For the better part of four years I’ve been hit up at least once a week (more in the warm weather months) about the proper ratio of iced coffee to La Croix seltzer people should mix to create a “Pensacola,” a drink that became Internet famous after I made one in the Vox Media office in Washington, D.C., during a meeting about NFL coverage. The second most frequent question asked is when Pensacola season starts.

The answer to both questions is: whatever and whenever. Go with God and mix in some Malibu if you’re feeling froggy.

A “Pensacola” is any black iced coffee mixed with Coconut flavored La Croix, over ice. I “created” this “recipe” after falling in love with a hangover solution in Nashville called coffee soda. If you’re unfamiliar, coffee soda is a local culinary invention, like hot chicken, mainly used to spruce up menu staples at tourist traps.

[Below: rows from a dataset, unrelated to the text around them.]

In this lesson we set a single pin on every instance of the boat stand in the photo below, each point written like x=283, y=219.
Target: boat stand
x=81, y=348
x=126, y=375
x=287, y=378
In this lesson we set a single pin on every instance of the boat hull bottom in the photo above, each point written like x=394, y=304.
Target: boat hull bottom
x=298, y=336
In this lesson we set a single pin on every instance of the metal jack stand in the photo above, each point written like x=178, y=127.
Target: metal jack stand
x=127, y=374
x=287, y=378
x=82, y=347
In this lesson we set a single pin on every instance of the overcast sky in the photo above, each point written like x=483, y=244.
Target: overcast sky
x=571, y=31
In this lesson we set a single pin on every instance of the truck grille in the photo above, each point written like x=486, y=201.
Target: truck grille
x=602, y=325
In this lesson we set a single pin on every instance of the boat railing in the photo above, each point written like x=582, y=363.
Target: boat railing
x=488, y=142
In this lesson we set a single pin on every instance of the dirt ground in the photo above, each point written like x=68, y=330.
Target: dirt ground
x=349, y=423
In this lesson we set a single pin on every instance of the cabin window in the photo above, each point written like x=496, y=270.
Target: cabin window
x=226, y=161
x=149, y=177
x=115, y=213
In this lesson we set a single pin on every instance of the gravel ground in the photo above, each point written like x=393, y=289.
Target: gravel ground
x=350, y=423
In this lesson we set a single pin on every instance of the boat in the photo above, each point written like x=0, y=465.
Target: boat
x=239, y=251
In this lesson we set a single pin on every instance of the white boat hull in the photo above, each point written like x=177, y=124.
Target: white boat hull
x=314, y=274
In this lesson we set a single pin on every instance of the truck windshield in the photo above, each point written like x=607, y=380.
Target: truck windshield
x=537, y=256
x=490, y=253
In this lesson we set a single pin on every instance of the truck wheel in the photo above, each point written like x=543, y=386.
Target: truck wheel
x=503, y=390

I got hooked on coffee soda at a place called Pinewood Social, which as of this writing no longer lists the drink on its menu. Whether I was taking a source to lunch or meeting a coach during convention season, coffee soda was a way to off-ramp my hangovers with less acidity than the usual four to six cups of black coffee I normally drink in the morning. The added benefit of coffee soda was a healthy amount of simple syrup to “help” my blood sugar after a night of castigating my liver.

If you visit Nashville, you can find coffee soda on a lot of menus. It’s usually made from four or five different ingredients (coffee, club soda or seltzer, lemon or lime, some kind of sweetener). At home, I needed to simplify the process and remove the sugar, and in 2017 everyone was drinking LaCroix. And if you bought a variety pack of La Croix, you had a can of the Coconut flavor no one wanted to drink on its own.

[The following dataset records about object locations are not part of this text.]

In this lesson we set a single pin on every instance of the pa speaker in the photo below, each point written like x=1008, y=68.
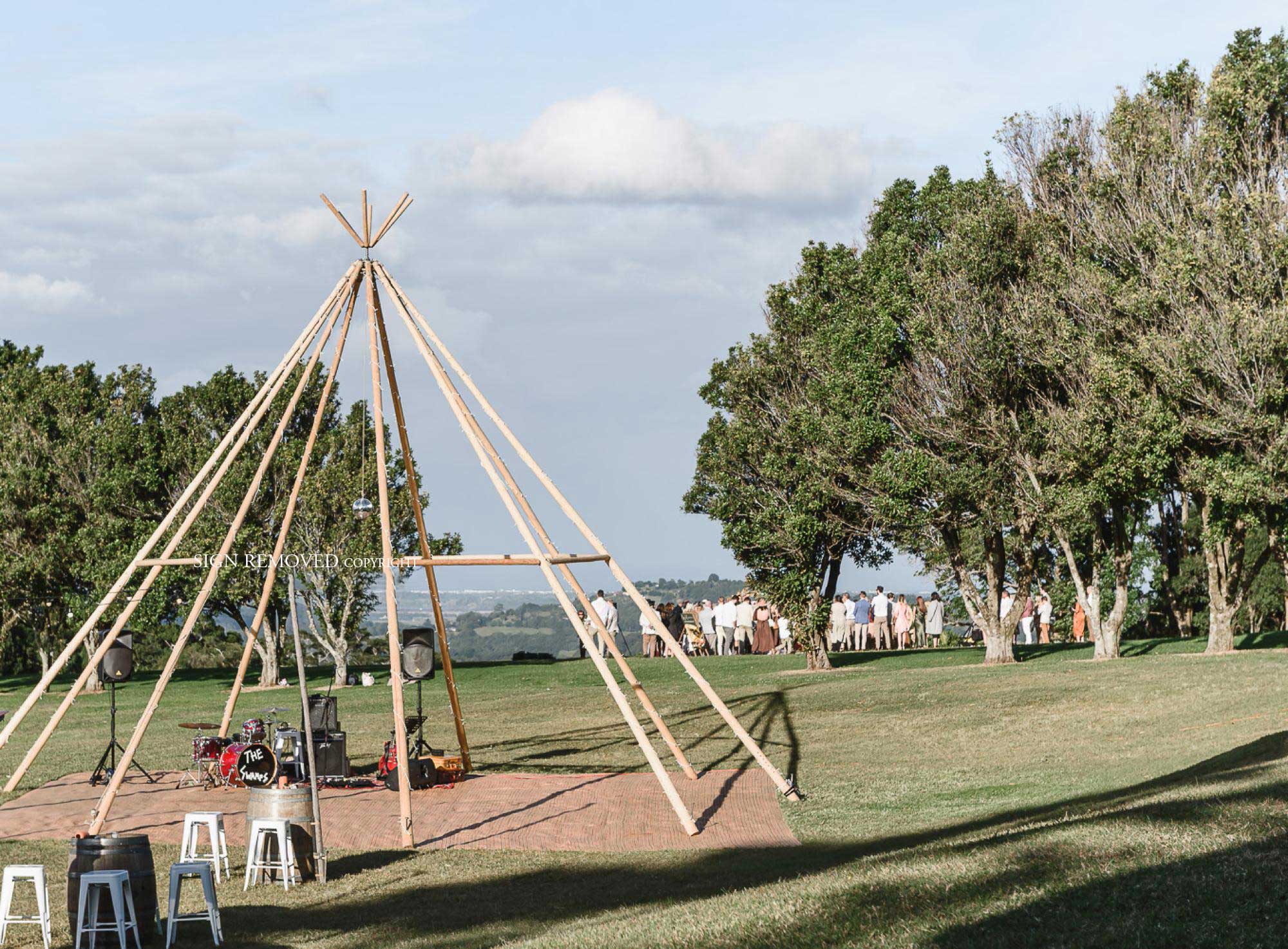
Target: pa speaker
x=419, y=652
x=118, y=662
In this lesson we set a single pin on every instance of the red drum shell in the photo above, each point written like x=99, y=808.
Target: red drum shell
x=208, y=747
x=229, y=764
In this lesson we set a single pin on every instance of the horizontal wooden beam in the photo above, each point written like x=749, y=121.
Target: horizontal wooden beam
x=500, y=559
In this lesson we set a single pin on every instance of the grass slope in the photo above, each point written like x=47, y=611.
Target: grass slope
x=1056, y=803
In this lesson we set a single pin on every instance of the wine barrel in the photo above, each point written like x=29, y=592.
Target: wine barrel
x=132, y=854
x=296, y=805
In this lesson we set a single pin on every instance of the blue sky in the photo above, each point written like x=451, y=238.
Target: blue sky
x=603, y=193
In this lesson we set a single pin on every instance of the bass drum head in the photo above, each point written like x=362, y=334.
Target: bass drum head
x=229, y=764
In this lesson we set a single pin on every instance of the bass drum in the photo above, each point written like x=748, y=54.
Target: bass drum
x=229, y=775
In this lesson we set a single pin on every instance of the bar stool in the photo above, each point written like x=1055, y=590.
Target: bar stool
x=200, y=870
x=262, y=832
x=118, y=884
x=37, y=875
x=191, y=849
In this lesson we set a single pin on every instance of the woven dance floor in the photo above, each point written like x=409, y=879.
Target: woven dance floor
x=518, y=812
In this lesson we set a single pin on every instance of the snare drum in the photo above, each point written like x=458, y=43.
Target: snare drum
x=229, y=764
x=208, y=749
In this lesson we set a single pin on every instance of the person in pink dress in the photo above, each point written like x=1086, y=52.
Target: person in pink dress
x=902, y=621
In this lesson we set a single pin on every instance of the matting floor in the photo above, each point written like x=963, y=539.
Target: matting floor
x=518, y=812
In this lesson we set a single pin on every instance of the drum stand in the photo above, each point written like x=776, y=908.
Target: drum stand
x=108, y=764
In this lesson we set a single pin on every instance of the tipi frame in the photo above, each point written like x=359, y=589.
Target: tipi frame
x=557, y=567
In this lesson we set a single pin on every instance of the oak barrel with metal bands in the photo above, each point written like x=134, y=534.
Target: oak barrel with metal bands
x=129, y=853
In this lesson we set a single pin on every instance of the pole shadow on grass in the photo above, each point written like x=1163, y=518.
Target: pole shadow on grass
x=1219, y=899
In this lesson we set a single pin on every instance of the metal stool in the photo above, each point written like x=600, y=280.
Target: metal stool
x=200, y=870
x=118, y=884
x=37, y=875
x=262, y=831
x=191, y=847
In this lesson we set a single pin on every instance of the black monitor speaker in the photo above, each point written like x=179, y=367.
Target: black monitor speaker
x=419, y=652
x=118, y=662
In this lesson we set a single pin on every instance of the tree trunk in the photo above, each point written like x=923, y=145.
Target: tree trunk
x=816, y=647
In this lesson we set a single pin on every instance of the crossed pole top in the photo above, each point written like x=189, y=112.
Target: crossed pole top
x=365, y=240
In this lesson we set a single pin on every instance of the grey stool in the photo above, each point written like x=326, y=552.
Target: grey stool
x=200, y=870
x=118, y=884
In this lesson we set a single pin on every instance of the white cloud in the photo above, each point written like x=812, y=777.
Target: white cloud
x=35, y=293
x=618, y=147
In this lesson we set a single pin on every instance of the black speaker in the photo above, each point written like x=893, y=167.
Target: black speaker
x=419, y=652
x=423, y=776
x=324, y=714
x=118, y=662
x=330, y=756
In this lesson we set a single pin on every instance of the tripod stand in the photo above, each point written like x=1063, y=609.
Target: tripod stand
x=422, y=745
x=108, y=764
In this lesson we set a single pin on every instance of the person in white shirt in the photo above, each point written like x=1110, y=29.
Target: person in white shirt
x=726, y=624
x=1045, y=611
x=837, y=617
x=745, y=617
x=708, y=623
x=603, y=610
x=882, y=620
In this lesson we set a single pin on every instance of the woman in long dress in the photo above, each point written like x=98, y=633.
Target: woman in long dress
x=902, y=621
x=934, y=620
x=764, y=638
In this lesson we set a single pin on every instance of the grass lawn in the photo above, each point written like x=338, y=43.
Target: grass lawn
x=1054, y=803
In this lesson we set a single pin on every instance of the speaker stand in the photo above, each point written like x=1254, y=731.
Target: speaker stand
x=108, y=764
x=422, y=746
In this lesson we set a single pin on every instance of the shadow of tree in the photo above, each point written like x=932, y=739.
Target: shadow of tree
x=1170, y=906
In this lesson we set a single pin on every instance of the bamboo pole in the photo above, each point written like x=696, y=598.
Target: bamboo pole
x=341, y=218
x=414, y=494
x=628, y=585
x=74, y=644
x=388, y=556
x=320, y=848
x=554, y=558
x=289, y=514
x=132, y=605
x=132, y=747
x=682, y=812
x=404, y=204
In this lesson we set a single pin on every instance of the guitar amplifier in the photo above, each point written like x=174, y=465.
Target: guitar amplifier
x=330, y=755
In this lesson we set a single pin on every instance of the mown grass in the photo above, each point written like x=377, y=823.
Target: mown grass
x=1054, y=803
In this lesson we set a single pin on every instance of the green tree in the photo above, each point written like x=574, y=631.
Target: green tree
x=793, y=406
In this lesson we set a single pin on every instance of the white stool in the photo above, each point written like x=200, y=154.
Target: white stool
x=118, y=884
x=37, y=875
x=200, y=870
x=262, y=831
x=191, y=848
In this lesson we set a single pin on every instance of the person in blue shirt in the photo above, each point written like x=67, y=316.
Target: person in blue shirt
x=862, y=621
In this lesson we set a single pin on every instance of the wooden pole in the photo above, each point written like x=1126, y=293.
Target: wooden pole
x=414, y=494
x=275, y=386
x=320, y=848
x=682, y=812
x=388, y=556
x=562, y=562
x=92, y=621
x=404, y=204
x=289, y=514
x=114, y=786
x=717, y=702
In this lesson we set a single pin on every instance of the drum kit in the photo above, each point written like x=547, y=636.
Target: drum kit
x=248, y=759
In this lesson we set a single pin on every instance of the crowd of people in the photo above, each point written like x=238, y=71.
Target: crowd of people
x=746, y=624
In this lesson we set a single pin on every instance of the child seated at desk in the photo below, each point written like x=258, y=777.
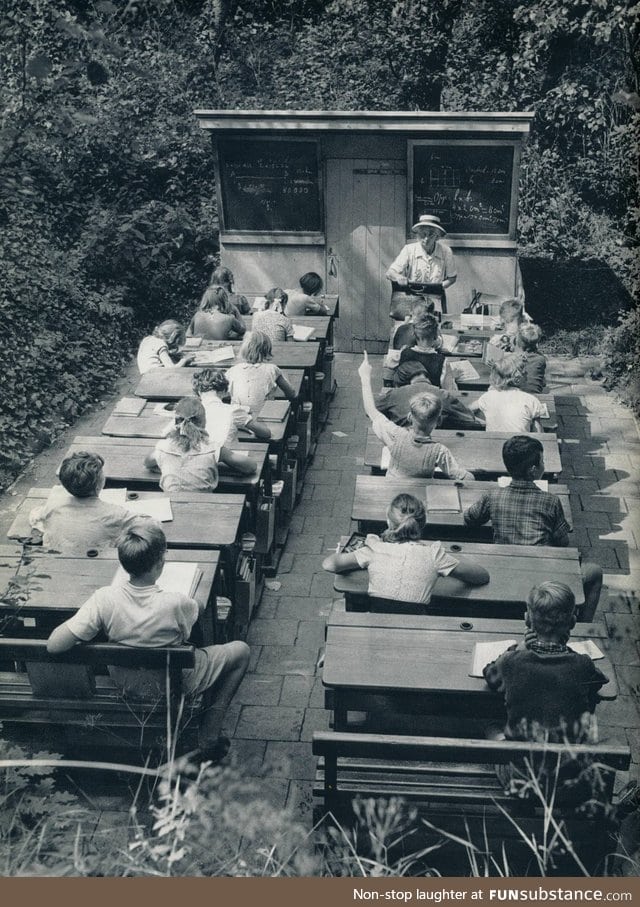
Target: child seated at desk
x=253, y=380
x=223, y=277
x=505, y=407
x=427, y=351
x=550, y=691
x=413, y=453
x=523, y=514
x=512, y=315
x=216, y=318
x=223, y=419
x=156, y=349
x=302, y=301
x=535, y=363
x=400, y=567
x=187, y=459
x=272, y=320
x=75, y=520
x=140, y=613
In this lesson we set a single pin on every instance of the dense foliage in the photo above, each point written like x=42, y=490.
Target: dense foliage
x=107, y=211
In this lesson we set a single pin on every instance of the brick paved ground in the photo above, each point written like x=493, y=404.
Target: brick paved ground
x=280, y=702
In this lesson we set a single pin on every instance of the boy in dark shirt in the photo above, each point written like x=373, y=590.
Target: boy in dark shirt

The name “Pensacola” comes from my real, unironic love of Pensacola Beach, Fla. If you live in the SEC footprint, the place where you get sunburned two weeks a year is advertised on the back of your Lexus just as prominently as the Tide or Dawgs. Pensacola is a panhandle beach town sneered at by the ruling class of pudgy, well-heeled insurance dads in favor of sentient Vineyard Vines display ads like Seaside or Alys Beach. I love Pensacola. I love the oil rig workers and hairstylists from Oklahoma who vacation there, and I love that we run into absolutely no one from Ole Miss because LSU sidewalk alumni with neck tattoos and lit Winstons chased them to the actual set of “The Truman Show.” If that paints you a picture, that picture probably tastes like drinking sunscreen, which is the mouthfeel of a La Croix. And Pensacola has “cola” in its name. It just works.

There’s just one problem: I am now too Boujee for Penscaolas — the drink, not the town. I would so much rather scream hello at a Blue Angel than run into anyone from any pledge class anywhere, ever.

My Pensacola days are over. I can no longer stand the taste of La Croix, especially the coconut flavor. Maybe my palate changed because I’m getting older and drink far less alcohol. Maybe La Croix was just always trash and it took this long to accept the truth about something so popular, like U2 or Urban Meyer.

Or maybe, just maybe, I’ve learned not a damn thing and have simply put down the 30s white man trope of whiskey and beer snobbery, in favor of being as insufferable as possible about non-alcoholic beverages as I glide toward the grave in orthopedic shoes during a yoga class.

To that end, I have fallen head over heels in love with unflavored Topo Chico, and I’ve been cutting it with La Colombe cold brew (not the draft latte, the pure coffee). There’s no sweetener or flavoring involved, save for the occasional lemon slice or a dash of bitters. This is the Pensacola 2.0, except that in no way can it be called that, since you cannot actually find those ingredients in Pensacola Beach (I tried last October. Impossible.)

So, rather than answer your questions, I pose one to you, dear readers: What the hell is this fancy coffee drink called?